The arrest of six suspects in a string of eco-terror arsons has generated a string of related stories, including many about the jail-cell suicide of one defendant described as the "ringleader" behind eco-terror fires in several states. In a follow-up report that caught our eye, The Seattle Times talked to defendant Kevin Tubbs' mother. Tubbs is charged with setting a $1.2 million fire in June 1998 which consumed the USDA's Animal and Plant and Health Inspection Service facility in Olympia, Washington. He's also accused of torching 35 sport-utility vehicles at a Eugene, Oregon car dealership. And according to his mother, he used to work for People for the Ethical Treatment of Animals (PETA).

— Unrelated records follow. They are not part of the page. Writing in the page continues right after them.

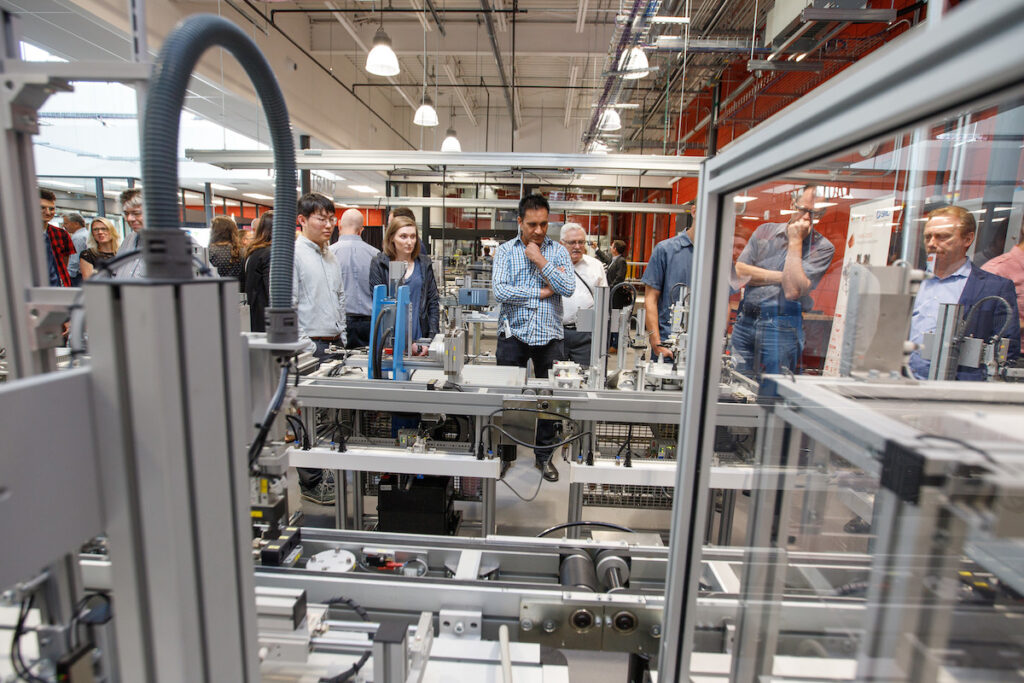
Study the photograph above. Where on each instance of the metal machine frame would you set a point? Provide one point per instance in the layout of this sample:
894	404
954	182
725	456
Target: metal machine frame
961	56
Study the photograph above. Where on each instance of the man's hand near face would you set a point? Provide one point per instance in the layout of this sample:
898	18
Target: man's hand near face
535	255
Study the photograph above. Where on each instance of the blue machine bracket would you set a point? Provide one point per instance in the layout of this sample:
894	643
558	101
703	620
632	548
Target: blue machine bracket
401	305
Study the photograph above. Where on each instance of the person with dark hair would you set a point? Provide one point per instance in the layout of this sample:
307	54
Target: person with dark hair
401	243
354	257
781	263
74	224
256	267
131	208
531	273
948	233
225	248
318	292
59	247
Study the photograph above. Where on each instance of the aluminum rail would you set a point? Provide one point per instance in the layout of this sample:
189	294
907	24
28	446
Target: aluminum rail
385	160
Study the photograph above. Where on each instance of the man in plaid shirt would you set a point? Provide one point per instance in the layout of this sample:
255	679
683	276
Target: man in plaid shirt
530	275
57	241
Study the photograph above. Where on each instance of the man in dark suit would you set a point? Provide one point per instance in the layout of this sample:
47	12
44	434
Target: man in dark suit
948	233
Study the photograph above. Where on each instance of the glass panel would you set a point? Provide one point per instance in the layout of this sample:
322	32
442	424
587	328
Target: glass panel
857	284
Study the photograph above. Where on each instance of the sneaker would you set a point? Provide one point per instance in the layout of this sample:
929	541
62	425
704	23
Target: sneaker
547	470
323	493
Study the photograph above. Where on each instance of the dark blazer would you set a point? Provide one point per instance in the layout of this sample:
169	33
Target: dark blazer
991	314
616	273
257	280
429	298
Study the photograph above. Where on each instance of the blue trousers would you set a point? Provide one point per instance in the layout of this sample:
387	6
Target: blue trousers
767	344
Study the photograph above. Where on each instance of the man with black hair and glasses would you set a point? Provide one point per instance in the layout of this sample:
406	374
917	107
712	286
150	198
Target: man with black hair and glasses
780	264
530	274
318	293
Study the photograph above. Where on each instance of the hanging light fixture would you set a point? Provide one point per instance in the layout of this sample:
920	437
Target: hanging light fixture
425	115
609	120
382	60
634	60
451	142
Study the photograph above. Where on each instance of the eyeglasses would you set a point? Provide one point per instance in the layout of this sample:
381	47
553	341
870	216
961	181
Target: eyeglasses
813	213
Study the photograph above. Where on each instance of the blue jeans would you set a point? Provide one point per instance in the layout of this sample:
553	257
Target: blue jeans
768	343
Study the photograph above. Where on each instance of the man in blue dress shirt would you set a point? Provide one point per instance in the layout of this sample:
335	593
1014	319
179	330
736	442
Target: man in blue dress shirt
780	264
948	233
530	275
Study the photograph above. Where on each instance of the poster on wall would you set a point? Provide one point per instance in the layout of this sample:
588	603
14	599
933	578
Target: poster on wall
866	242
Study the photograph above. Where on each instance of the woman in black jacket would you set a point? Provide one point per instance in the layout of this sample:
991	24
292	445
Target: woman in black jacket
257	272
401	243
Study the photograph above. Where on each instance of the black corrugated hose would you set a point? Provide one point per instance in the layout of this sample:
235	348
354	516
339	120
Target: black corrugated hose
164	101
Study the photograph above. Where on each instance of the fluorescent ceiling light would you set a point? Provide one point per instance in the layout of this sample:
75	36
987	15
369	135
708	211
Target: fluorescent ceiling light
635	61
382	60
451	142
426	115
609	120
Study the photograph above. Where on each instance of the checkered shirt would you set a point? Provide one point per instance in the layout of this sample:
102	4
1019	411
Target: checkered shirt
517	285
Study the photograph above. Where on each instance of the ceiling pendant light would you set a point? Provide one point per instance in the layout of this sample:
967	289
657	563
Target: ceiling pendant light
609	120
634	61
382	60
425	115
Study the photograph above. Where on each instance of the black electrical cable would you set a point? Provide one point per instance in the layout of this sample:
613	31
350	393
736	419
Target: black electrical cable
271	414
558	527
349	673
22	671
971	314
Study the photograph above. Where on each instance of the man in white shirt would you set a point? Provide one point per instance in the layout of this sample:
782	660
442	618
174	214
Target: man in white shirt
353	256
589	273
318	293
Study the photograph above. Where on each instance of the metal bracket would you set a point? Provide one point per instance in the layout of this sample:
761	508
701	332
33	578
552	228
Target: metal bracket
463	624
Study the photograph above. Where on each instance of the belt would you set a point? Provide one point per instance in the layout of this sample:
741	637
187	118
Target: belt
770	310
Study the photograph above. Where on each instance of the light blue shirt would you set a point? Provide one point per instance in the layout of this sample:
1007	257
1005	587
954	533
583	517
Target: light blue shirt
79	238
317	292
926	309
353	256
516	284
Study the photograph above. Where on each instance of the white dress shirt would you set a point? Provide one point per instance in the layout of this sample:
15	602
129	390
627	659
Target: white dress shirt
317	291
592	271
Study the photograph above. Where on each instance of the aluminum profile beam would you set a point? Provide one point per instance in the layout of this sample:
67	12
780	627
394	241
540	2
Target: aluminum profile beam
851	15
468	203
387	160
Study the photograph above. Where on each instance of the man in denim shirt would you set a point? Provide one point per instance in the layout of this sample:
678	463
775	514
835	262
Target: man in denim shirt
781	263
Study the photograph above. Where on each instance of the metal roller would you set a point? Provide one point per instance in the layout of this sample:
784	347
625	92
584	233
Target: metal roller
577	571
613	570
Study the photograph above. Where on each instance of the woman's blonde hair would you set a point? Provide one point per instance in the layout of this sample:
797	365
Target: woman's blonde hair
396	224
90	242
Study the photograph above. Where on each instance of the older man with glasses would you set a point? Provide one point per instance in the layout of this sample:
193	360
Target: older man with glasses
780	264
589	273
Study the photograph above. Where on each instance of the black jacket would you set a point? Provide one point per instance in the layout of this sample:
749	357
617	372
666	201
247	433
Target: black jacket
429	298
257	279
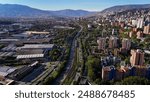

In 1993, an Associated Press photographer snapped a picture of Tubbs and PETA employee Matt Rossell, after the two were arrested for trying to disrupt a meeting of cattle ranchers. Tubbs wore a colorful cow costume. And the following year, Tubbs (then described by The Philadelphia Inquirer as "a PETA supervisor"), was charged with assault after he and two PETA interns attempted to douse the headquarters of a pharmaceutical company with buckets of urine. Unfortunately for PETA, they ended up drenching several police officers by mistake.

Tubbs, now a terrorism defendant, didn't end his association with "mainstream" animal rights groups a decade ago. In a recent newsletter, United Poultry Concerns president Karen Davis thanked him for "staffing our table" at a March 2005 University of Oregon environmental law conference.

Kevin Tubbs, of course, is innocent until proven guilty. But given the FBI's reported use of his own friends as informants against him, it appears likely that Tubbs will soon join the colorful pantheon of criminal PETA employees both past and present. This list includes Gary Yourofsky, a convicted Animal Liberation Front burglar; accused eco-terror arsonist Tre Arrow, who protested for PETA as Michael Scarpitti before changing his name because "the trees told me" to do it; and current PETA campaign director Bruce Friedrich, whose rap sheet includes a 15-month federal jail sentence (although he only served 5 months) for attacking a U.S. Air Force F-15 fighter jet with a hammer and a bucket of blood.